Das kann auch Andreas Friedrich bestätigen. Der 26-Jährige hat vor Kurzem den Secondhand-Shop Defibrillator in der Westerstraße eröffnet, inklusive eines kleinen Cafés. Auch die Bar Drei Drittel mit einem kleinen Secondhand-Shop gehört ihm bereits. "Wir hätten uns ja nicht vergrößert, wenn wir nicht gewusst hätten, dass das Zukunft hat. Und dass mehr und mehr Leute gern nachhaltig einkaufen und den Stil cool finden", sagt Friedrich. "Jetzt wollen wir uns bewusst an größere Zielgruppen richten." Klassischerweise würden sich vor allem Studierende von den Vintage-Klamotten angesprochen fühlen. "Mittlerweile gibt es aber auch viele Schülerinnen und Schüler, die zu uns kommen, und auch Leute im höheren Alter."

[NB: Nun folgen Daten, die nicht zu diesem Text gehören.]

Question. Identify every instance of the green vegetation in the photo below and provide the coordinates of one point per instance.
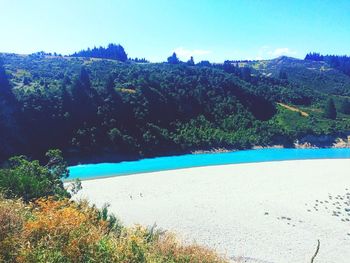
(29, 180)
(52, 229)
(92, 106)
(330, 111)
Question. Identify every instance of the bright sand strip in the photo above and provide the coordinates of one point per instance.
(271, 212)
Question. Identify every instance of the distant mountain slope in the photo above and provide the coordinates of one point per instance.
(317, 75)
(103, 107)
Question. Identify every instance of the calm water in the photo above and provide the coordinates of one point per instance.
(86, 171)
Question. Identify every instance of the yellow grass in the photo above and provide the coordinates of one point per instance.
(303, 113)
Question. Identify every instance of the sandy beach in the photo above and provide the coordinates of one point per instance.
(262, 212)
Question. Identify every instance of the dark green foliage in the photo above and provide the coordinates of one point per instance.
(173, 59)
(345, 106)
(113, 51)
(190, 62)
(330, 111)
(104, 107)
(30, 180)
(283, 74)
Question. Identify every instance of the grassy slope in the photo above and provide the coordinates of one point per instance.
(316, 75)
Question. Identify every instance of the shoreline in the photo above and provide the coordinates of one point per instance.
(307, 142)
(267, 211)
(200, 166)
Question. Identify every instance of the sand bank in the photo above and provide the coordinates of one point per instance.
(263, 212)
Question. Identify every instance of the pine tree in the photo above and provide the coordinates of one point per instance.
(190, 62)
(330, 110)
(5, 88)
(345, 106)
(173, 59)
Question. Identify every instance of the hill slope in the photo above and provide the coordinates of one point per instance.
(316, 75)
(90, 106)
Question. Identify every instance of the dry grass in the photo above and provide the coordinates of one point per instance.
(50, 230)
(303, 113)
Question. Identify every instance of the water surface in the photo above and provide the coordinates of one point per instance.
(89, 171)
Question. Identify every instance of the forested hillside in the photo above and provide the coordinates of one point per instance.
(93, 106)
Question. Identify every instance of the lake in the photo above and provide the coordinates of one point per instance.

Auch große Händler eröffnen Secondhand-Sektionen
Auch die großen Modehändler haben das Potenzial von Secondhand längst erkannt. Ob H&M, Zalando oder die Otto-Tochter About You – sie alle bieten in ihren Onlineshops mittlerweile Gebrauchttextilien an. C&A hat im vergangenen Sommer in seiner Filiale in Hamburg-Altona in Zusammenarbeit mit der Onlineplattform Carou einen Secondhand-Store eröffnet. So solle Kleidung immer stärker in Kreisläufen gedacht werden, teilt C&A-Sprecherin Dijana Tanasi? auf Nachfrage mit. "Als Unternehmen spüren wir, wie das Interesse an nachhaltigerer Kleidung und auch Secondhand-Mode zunimmt." In Frankreich habe C&A etwa eine Onlineplattform eingeführt, auf der Privatpersonen gebrauchte C&A-Artikel verkaufen können. Diese Initiative ist wohl als Versuch des Modeunternehmens anzusehen, von den zahlreichen verkauften Klamotten, die im Umlauf sind, auch wirtschaftlich wieder etwas zurückzubekommen.

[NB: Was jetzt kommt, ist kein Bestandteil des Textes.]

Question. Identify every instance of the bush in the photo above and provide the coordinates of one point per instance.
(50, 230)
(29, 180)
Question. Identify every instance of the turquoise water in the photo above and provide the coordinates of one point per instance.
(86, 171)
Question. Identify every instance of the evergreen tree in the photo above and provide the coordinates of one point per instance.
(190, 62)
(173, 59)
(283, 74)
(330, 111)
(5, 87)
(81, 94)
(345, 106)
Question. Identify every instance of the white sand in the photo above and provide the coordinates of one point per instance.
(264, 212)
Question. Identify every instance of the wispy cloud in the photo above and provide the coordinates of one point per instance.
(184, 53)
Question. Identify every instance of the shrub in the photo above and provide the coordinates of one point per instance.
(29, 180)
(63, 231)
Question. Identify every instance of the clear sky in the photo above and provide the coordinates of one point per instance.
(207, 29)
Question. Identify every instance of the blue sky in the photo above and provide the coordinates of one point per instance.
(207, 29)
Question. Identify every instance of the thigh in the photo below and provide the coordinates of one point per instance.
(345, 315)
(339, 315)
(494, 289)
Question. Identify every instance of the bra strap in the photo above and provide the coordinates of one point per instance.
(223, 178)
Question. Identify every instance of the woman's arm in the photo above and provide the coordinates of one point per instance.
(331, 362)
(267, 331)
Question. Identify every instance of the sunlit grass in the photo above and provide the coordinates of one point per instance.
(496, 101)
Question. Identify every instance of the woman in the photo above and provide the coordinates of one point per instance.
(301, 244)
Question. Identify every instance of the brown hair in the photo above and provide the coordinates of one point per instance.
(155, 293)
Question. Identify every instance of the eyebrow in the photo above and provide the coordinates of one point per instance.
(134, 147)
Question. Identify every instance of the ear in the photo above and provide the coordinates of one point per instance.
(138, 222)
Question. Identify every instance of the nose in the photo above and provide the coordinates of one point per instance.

Friedrich bewerte die Vorstöße der großen Modehändler in Richtung Gebrauchtwaren grundsätzlich positiv. Angst vor größerer Konkurrenz hat er nicht. "Ich glaube, das Angebot ist noch nicht so groß, als dass man da wirklich von Konkurrenz sprechen kann", sagt er. Allerdings halte er die großen Modehäuser teils für unglaubwürdig: "Auf der einen Seite produzieren sie immer noch so viele neue Sachen und sorgen dafür, dass es eine Überschwemmung an Fast Fashion gibt. Auf der anderen Seite machen sie jetzt Secondhand, weil es nachhaltig ist. Sie sollten dann lieber erst mal die Nachhaltigkeit ihrer eigenen Produktionsstätten hinterfragen."

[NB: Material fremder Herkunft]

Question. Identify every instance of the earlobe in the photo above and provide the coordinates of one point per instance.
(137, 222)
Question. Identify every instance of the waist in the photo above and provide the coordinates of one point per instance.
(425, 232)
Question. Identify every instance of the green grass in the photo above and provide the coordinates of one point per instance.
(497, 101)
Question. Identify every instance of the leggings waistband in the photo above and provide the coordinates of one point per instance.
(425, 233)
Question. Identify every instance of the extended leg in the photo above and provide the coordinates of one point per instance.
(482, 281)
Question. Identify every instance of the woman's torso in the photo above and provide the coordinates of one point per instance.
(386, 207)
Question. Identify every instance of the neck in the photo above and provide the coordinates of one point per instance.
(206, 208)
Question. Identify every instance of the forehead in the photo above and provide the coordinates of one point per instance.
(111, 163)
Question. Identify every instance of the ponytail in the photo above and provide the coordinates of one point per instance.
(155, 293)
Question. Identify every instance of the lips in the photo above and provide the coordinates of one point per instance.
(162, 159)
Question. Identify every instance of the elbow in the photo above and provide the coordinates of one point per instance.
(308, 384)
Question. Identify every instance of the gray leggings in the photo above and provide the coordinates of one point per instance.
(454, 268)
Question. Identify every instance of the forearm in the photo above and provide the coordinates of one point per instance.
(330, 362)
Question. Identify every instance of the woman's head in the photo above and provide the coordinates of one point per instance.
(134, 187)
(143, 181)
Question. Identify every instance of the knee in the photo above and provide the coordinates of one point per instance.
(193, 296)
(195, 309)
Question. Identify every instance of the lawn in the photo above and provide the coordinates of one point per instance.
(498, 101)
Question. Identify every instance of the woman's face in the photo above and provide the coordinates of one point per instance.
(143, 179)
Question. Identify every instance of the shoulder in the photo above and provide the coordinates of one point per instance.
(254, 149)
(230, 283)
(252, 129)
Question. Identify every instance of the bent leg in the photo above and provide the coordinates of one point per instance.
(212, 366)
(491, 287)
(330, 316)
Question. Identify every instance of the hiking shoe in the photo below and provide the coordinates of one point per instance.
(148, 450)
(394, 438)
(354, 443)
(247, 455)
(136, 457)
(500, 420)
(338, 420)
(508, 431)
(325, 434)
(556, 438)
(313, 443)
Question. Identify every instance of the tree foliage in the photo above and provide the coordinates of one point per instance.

Konkurrenzdruck durch Onlineshops
Laut einer Studie der Unternehmensberatung Boston Consulting Group von 2019 macht der Secondhand-Sektor weltweit zwischen 25 und 34 Milliarden Euro aus, das sind etwa zwei Prozent des Bekleidungsmarktes. Die Studie rechnet aus, dass er sich mit einem Wachstum von 15 bis 20 Prozent pro Jahr in fünf Jahren verdoppelt haben und den Fast-Fashion-Markt im Jahr 2028 eingeholt haben wird.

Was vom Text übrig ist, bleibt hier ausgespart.